Shackleton's Legendary Endurance Expedition, 1914-1917

August 10, 2022
6:00 PM to 7:30 PM
Rangeley Public Library, 7 Lake St.
Call 207-864-5529 for more information

The Most Famous Survival Story of All Time !! An Educational & Historical Lecture by Ed Webster

— !! Update !! — The wreck of Sir Ernest Shackleton’s ship Endurance was located on March 5, 2022 on the seafloor of Antarctica’s Weddell Sea…. 9,869 feet below the surface !!

Sir Ernest Shackleton’s infamous Endurance Expedition to Antarctica is one of history’s most astounding survival stories, a tale overflowing with almost unbelievable privation and pluck. Departing England in 1914, the renowned British explorer and his team aimed to become the first to fully traverse the Antarctic Continent. Then came the unexpected: their ship, the Endurance, became frozen into the pack ice. Eventually it was crushed by surging ice floes—and sank. 

Shackleton and his twenty-seven men lived for months on the floating ice floes. When the ice melted, the men took to their three wooden lifeboats and set sail toward the nearest land: Elephant Island. As events continued to go wrong, the frostbite, starvation, and sufferings of the men only increased. Yet Shackleton, now acclaimed as one of the greatest of leaders, somehow held his team together. 

Finally, with five men, Shackleton sailed their largest, 22-foot wooden lifeboat across the worst ocean in the world—braving the Southern Ocean’s 50-foot waves—toward yet another island, South Georgia, 870 miles away. That Shackleton succeeded in reaching South Georgia, that he crossed it’s never-before-traversed uncharted glaciers to reach a Norwegian whaling station on the opposite shore, AND successfully rescued his marooned team-mates on Elephant Island, are facts quite seemingly beyond possibility—yet they are the true facts. Not a man was lost.

To honor Shackleton’s Endurance Expedition, Antarctic guide and Mt. Everest climber Ed Webster presents an educational, historical lecture documenting Shackleton’s life and times, plus his singular leadership of the Imperial Trans-Antarctic Expedition, to use its proper name. Ed’s personally-narrated lecture chronicles Shackleton’s 1914 to 1917 ordeal with the ORIGINAL PHOTOGRAPHS taken by the team’s cameraman, famed Australian photographer Frank Hurley. A bonus are several magnificent pictures of the Crossing of South Georgia by Ed’s Mt. Everest partner Stephen Venables, one of just a few explorers to duplicate the climactic end to Ernest Shackleton’s Incredible Journey.

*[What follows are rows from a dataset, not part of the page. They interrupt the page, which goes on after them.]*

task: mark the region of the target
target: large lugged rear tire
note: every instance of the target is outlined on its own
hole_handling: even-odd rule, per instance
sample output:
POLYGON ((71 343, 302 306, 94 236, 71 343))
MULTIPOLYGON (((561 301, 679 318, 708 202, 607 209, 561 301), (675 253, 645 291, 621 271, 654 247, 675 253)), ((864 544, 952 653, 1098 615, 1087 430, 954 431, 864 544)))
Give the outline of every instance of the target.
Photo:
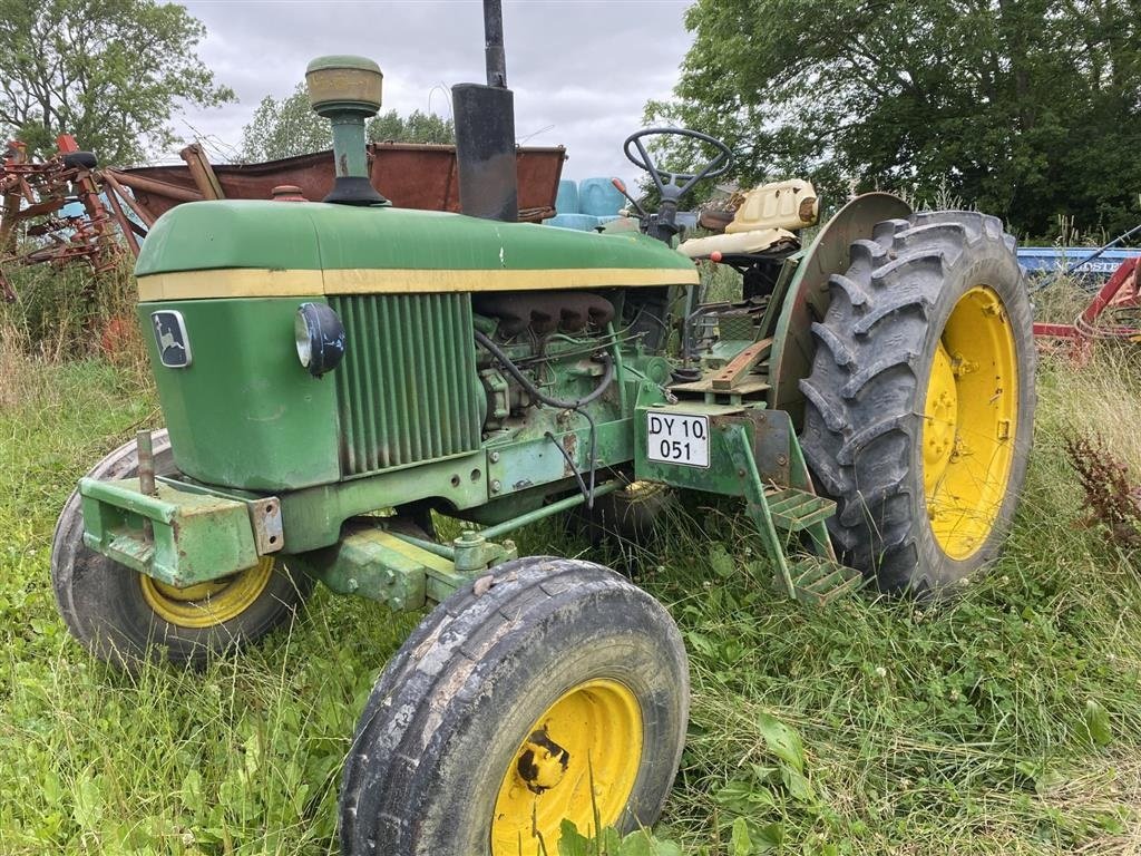
POLYGON ((830 280, 801 381, 801 444, 837 502, 843 559, 939 596, 990 562, 1026 477, 1031 309, 1002 223, 972 211, 879 224, 830 280))
MULTIPOLYGON (((153 438, 155 470, 173 471, 165 431, 153 438)), ((138 469, 135 442, 120 446, 88 476, 129 478, 138 469)), ((72 492, 51 542, 51 583, 71 635, 95 656, 133 668, 164 657, 201 667, 212 654, 253 643, 289 620, 313 588, 264 558, 254 567, 213 583, 176 589, 102 556, 83 543, 83 514, 72 492)))
POLYGON ((677 773, 689 679, 654 598, 600 565, 533 557, 440 604, 381 675, 341 785, 346 856, 547 853, 650 825, 677 773), (488 586, 488 583, 491 583, 488 586))

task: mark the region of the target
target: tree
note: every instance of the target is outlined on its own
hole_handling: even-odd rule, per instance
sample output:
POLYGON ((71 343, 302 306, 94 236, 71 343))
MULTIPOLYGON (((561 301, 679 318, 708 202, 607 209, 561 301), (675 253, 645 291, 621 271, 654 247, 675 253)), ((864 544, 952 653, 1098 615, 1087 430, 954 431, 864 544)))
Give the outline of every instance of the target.
MULTIPOLYGON (((380 113, 369 120, 366 134, 374 143, 455 143, 451 119, 419 110, 406 119, 395 110, 380 113)), ((242 158, 245 161, 274 161, 321 152, 332 145, 329 120, 309 107, 304 83, 281 100, 268 95, 262 98, 253 119, 242 130, 242 158)))
POLYGON ((103 163, 137 163, 175 142, 178 102, 234 99, 197 58, 204 34, 153 0, 0 0, 0 132, 38 154, 68 132, 103 163))
POLYGON ((309 107, 305 83, 298 83, 293 94, 281 100, 267 95, 242 129, 242 159, 246 162, 276 161, 332 146, 329 120, 309 107))
POLYGON ((373 143, 435 143, 455 145, 455 124, 435 113, 412 111, 402 119, 395 110, 380 113, 369 122, 369 139, 373 143))
POLYGON ((1141 0, 699 0, 674 99, 752 181, 949 194, 1043 236, 1141 220, 1141 0))

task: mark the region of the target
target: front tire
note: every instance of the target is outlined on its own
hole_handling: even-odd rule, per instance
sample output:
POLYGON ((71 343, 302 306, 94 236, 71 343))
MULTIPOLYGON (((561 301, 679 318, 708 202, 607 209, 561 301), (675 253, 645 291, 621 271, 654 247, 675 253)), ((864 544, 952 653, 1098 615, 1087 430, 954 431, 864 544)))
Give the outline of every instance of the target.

Wrote one of Shackleton’s men:
                                                     “For scientific leadership, give me Scott;
                                                      For swift and efficient travel, give me Amundsen;
                                                      But when you are in a hopeless situation,
                                                      When there seems to be no way out,
                                                      Get down on your knees and pray for Shackleton.”